Heap sizing

Hi all,
I'm running my cluster in the cloud with local storage at present
(meaning local to the hosts. I'm also using the local gateway for
storage). At present our nodes have 4gb of ram, of which I'm
allocating 3gb to the jvm. Is there some consensus with ES on heap
sizing? Do I want to keep my jvm trimmed to take more advantage of
disk cache, or should I allocate all available ram to the heap?

rule of thumb is: half for the jvm. half for this disc cache

Peter.

On 22 Jan., 22:54, Grant gr...@brewster.com wrote:

Hi all,
I'm running my cluster in the cloud with local storage at present
(meaning local to the hosts. I'm also using the local gateway for
storage). At present our nodes have 4gb of ram, of which I'm
allocating 3gb to the jvm. Is there some consensus with ES on heap
sizing? Do I want to keep my jvm trimmed to take more advantage of
disk cache, or should I allocate all available ram to the heap?
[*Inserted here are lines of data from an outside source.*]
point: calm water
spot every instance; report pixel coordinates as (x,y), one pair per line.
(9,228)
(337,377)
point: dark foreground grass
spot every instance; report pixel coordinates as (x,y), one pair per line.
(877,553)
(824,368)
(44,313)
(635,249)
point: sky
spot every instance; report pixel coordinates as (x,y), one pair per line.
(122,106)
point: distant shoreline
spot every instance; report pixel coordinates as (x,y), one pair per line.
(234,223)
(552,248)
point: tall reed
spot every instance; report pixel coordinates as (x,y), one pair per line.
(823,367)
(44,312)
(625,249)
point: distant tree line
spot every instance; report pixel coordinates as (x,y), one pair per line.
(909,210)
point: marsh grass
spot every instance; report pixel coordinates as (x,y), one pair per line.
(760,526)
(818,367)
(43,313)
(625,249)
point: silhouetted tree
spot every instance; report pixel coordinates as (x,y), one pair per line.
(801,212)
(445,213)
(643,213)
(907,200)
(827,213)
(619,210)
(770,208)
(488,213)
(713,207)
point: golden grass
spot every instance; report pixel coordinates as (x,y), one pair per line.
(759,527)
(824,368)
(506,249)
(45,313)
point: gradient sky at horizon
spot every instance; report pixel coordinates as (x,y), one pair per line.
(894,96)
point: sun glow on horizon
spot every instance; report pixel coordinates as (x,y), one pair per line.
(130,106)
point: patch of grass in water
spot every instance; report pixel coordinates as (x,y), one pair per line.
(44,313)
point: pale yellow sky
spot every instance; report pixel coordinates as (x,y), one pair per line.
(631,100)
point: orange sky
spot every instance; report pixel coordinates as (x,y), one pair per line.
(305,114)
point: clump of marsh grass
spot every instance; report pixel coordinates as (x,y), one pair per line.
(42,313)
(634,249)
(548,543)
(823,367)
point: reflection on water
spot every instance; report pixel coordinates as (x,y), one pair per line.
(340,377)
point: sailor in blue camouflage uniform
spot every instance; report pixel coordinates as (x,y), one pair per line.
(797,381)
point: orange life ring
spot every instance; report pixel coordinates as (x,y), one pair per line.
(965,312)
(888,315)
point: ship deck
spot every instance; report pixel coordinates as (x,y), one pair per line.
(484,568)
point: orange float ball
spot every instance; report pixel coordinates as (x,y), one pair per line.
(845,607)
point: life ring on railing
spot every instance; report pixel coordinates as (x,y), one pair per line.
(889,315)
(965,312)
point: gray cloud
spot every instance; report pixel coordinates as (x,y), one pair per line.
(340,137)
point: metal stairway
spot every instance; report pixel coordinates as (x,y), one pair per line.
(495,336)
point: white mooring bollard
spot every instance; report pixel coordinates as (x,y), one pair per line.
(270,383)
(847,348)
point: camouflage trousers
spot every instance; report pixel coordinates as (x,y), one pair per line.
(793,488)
Hard to say without more data. You can check the memory usage behavior
using something like bigdesk.

On Sun, Jan 22, 2012 at 11:54 PM, Grant grant@brewster.com wrote:

Hi all,
I'm running my cluster in the cloud with local storage at present
(meaning local to the hosts. I'm also using the local gateway for
storage). At present our nodes have 4gb of ram, of which I'm
allocating 3gb to the jvm. Is there some consensus with ES on heap
sizing? Do I want to keep my jvm trimmed to take more advantage of
disk cache, or should I allocate all available ram to the heap?

Right now between half and 75% the heap allocation is actually being
used depending on what's going on. But our data set is much smaller
than it will eventually be (although obviously we'll add nodes as
required to balance ram requirements with data size).

If all the disk caching is done outside the jvm, at my present
allocation I've only got 1gb of free RAM... if I need to keep my data
set that small per node to ensure most of it resides in the disk cache
I think I'll need to reduce the heap.

Our data set is going to be comprised of a LOT of very small (in the
neighborhood of a few hundred kb to ~50mb at the top end) indices.
We're running with one (i.e. no) shards and 3 replicas per index.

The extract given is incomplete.